Was der „Spötter“ zu Papier gebracht hat? Er hämt auf seinem Schrieb, während der Essenzubereitung in der ehemaligen Ratskeller-Küche hätten sich im Gebäude über Jahrzehnte „aggressive Speisedämpfe von Kohlrouladen, Sauerkraut und Labskaus in sehr hohen Konzentrationen gebildet und abgelagert“. Ein „Bundesamt für lokale Esskultur BfEss“, geleitet von „Dr. Peter Unfug“, habe Aktivitätsmessungen in den Gebäudetrümmern durchgeführt und „besorgniserregend hohe Werte“ festgestellt. Das „hoch belastete Gebäude“ müsse - „ähnlich wie radioaktive Brennelemente in den bekannten Castor-Behältern“ noch mindestens 35 bis 40 Jahre „abklingen, bis die gefährlichen Rückstände der Küchendämpfe unterhalb der Grenzwerte liegen“.

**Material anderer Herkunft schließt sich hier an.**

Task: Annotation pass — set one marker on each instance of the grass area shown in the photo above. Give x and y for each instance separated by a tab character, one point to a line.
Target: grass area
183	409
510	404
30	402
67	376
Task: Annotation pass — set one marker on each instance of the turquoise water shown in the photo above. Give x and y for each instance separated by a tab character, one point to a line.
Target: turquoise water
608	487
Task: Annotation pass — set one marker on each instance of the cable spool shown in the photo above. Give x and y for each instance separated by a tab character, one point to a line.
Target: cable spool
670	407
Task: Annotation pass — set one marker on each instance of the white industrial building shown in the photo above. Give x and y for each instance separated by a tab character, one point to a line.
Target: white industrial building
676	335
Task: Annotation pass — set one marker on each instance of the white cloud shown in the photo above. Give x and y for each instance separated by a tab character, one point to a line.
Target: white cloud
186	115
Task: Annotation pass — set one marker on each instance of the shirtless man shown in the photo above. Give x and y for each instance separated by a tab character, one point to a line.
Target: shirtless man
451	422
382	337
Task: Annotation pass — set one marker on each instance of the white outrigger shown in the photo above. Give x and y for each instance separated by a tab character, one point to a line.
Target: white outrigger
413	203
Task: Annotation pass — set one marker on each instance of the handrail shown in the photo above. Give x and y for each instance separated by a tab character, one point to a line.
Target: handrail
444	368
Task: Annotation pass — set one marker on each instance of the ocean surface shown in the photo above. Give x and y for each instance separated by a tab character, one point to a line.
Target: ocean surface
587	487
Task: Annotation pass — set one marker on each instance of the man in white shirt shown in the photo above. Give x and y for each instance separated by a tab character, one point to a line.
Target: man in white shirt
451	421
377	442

„Abschirmender Sarkophag ratsam“

Zurzeit prüfe auch der „Gaststätten-Neutralisierungs-Service (GNS)“, ob die Errichtung eines abschirmenden Sarkophags aus Beton ratsam und notwendig sei, damit die Ruine sicher eingeschlossen werden könnte. „Das Prinzip hat sich bereits in Tschernobyl erfolgreich bewährt und könnte sich architektonisch reizvoll in das Stadtbild einfügen“. Garniert hat der Unterzeichner des Pamphlets, „Dr. S.C. Handfleck – Direktor für Öffentlichkeitsbelustigung“ seine Plakatchen mit Fotos von der Dannenberger Ruine, vom Tschernobyl-Sarkophag und mit einer Zusammen-Montage aus beiden Bildern.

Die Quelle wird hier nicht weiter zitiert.